In 1935, O'Reilly reached the mandatory federal retirement age of 70. Her knowledge of bureau affairs was so extensive, and was so badly needed, that she was exempted from mandatory retirement by special order of President Roosevelt, at the request of Ross, giving O'Reilly an extra year in the Mint Service. Although Ross supported the extension, she could not be seen as unable to do her job without O'Reilly's assistance, and hired Frank Leland Howard of the University of Virginia, who had a background in accounting, as O'Reilly's prospective replacement. Roosevelt approved a similar extension in 1936, a distinction considered so significant that Treasury Secretary Henry Morgenthau Jr. hosted a luncheon in her honor. Roosevelt again extended her federal service by one year in late 1937, though warning that he would not exempt her again. An attempt by Morgenthau to further extend her tenure was turned down by the president the next July, and she retired on October 29, 1938, to be replaced by Howard.

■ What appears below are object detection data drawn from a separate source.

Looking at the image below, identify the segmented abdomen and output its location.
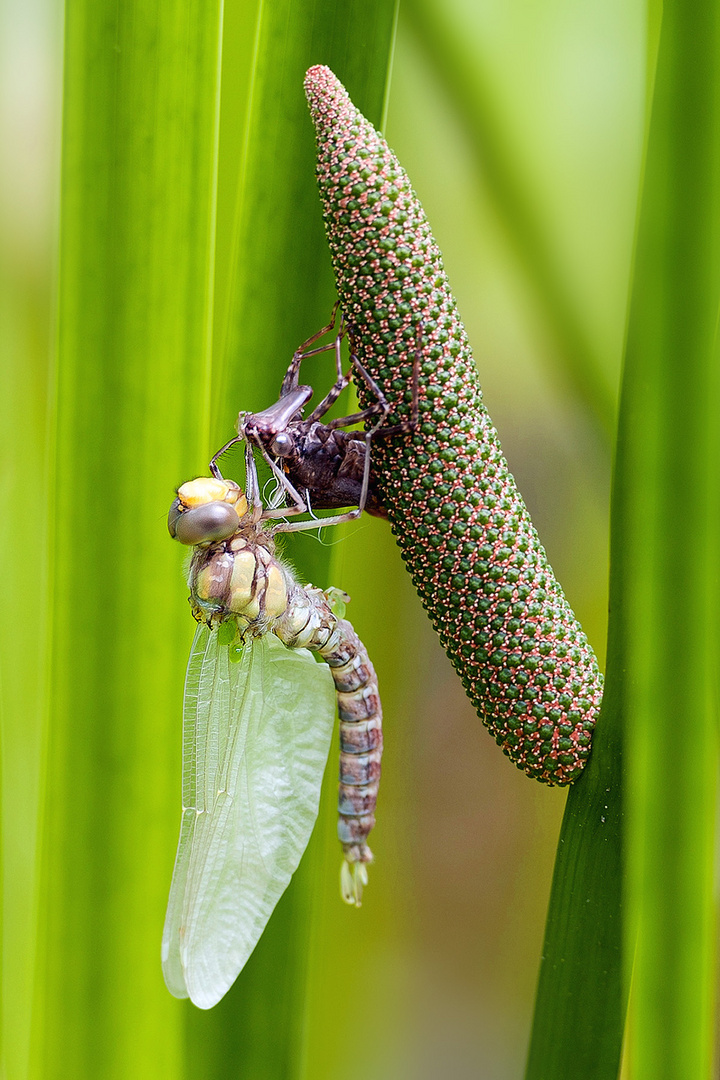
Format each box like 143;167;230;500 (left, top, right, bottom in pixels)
273;585;382;876
305;67;602;784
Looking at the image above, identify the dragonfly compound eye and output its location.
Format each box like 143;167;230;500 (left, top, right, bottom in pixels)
270;431;293;458
167;499;240;545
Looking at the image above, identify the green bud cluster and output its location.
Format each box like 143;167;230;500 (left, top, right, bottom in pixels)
305;67;602;784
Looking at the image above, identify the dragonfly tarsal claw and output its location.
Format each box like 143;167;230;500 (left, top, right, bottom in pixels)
340;859;368;907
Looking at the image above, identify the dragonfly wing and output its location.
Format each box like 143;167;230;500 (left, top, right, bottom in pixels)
163;626;335;1009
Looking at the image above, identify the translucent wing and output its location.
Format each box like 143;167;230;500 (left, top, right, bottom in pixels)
162;626;336;1009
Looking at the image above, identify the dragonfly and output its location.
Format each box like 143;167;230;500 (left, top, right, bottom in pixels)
210;303;420;524
162;444;382;1009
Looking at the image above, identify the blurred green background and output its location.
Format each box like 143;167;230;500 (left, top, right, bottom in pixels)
0;0;646;1080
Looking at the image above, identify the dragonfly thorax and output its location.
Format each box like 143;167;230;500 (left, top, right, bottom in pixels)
190;534;288;635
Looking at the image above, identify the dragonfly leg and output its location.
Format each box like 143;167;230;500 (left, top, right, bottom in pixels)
280;300;348;397
208;435;244;480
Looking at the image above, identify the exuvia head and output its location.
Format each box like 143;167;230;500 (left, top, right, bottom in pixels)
167;476;247;546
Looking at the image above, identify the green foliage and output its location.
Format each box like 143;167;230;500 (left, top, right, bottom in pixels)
0;0;720;1080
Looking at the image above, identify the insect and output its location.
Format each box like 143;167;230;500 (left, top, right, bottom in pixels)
305;67;602;784
210;303;418;527
162;447;382;1009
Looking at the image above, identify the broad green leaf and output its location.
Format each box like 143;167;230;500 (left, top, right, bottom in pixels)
33;0;220;1080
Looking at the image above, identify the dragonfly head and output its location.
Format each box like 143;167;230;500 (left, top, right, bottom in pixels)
167;476;247;546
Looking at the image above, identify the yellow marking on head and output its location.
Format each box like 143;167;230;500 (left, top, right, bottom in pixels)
177;476;247;517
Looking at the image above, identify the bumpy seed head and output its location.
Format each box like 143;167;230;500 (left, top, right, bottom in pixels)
305;67;602;784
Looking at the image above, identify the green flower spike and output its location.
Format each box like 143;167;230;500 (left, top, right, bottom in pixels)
305;67;602;784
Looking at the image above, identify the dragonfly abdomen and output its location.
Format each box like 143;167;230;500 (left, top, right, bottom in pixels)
321;619;382;885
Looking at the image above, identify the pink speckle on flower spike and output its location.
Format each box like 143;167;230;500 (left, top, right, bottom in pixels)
305;67;602;784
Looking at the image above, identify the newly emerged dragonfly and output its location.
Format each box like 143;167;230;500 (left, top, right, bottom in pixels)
210;303;420;524
162;446;382;1009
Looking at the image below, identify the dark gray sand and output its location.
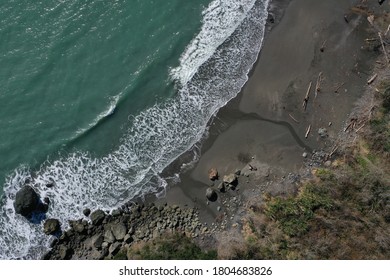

At O'Reilly's request, there was no ceremony to mark her retirement, though her fellow employees chipped in to buy her a diamond-encrusted watch, which they persuaded her to accept. President Roosevelt and Secretary Morgenthau sent letters of appreciation for her service. The New York Times carried word of her retirement, but no interview, and a week later editorialized that "there is modernity here, too. An answer to America's challenge to women. It points to what women want out of life, and what women can get and give."

==Retirement and death==
After her retirement, O'Reilly continued to live in her rooms at the Hay–Adams residence in Washington. She did not involve herself in Mint affairs; though Morgenthau sent her a few letters, they did not mention business. O'Reilly kept busy by organizing fundraising for Catholic charities. She was not interviewed when the Mint in 1944 investigated how several 1933 double eagles, never officially released, had come onto the market, an omission Burdette finds unusual.

O'Reilly died on December 6, 1949, in Washington. Her New York Times obituary recalled that when she had been granted the first extension by Roosevelt, reporters had sought to interview her, only to be met with the following statement:

I am deeply grateful to the President for his extreme kindness. Life without work does not remotely interest me. But do you have to print anything about me?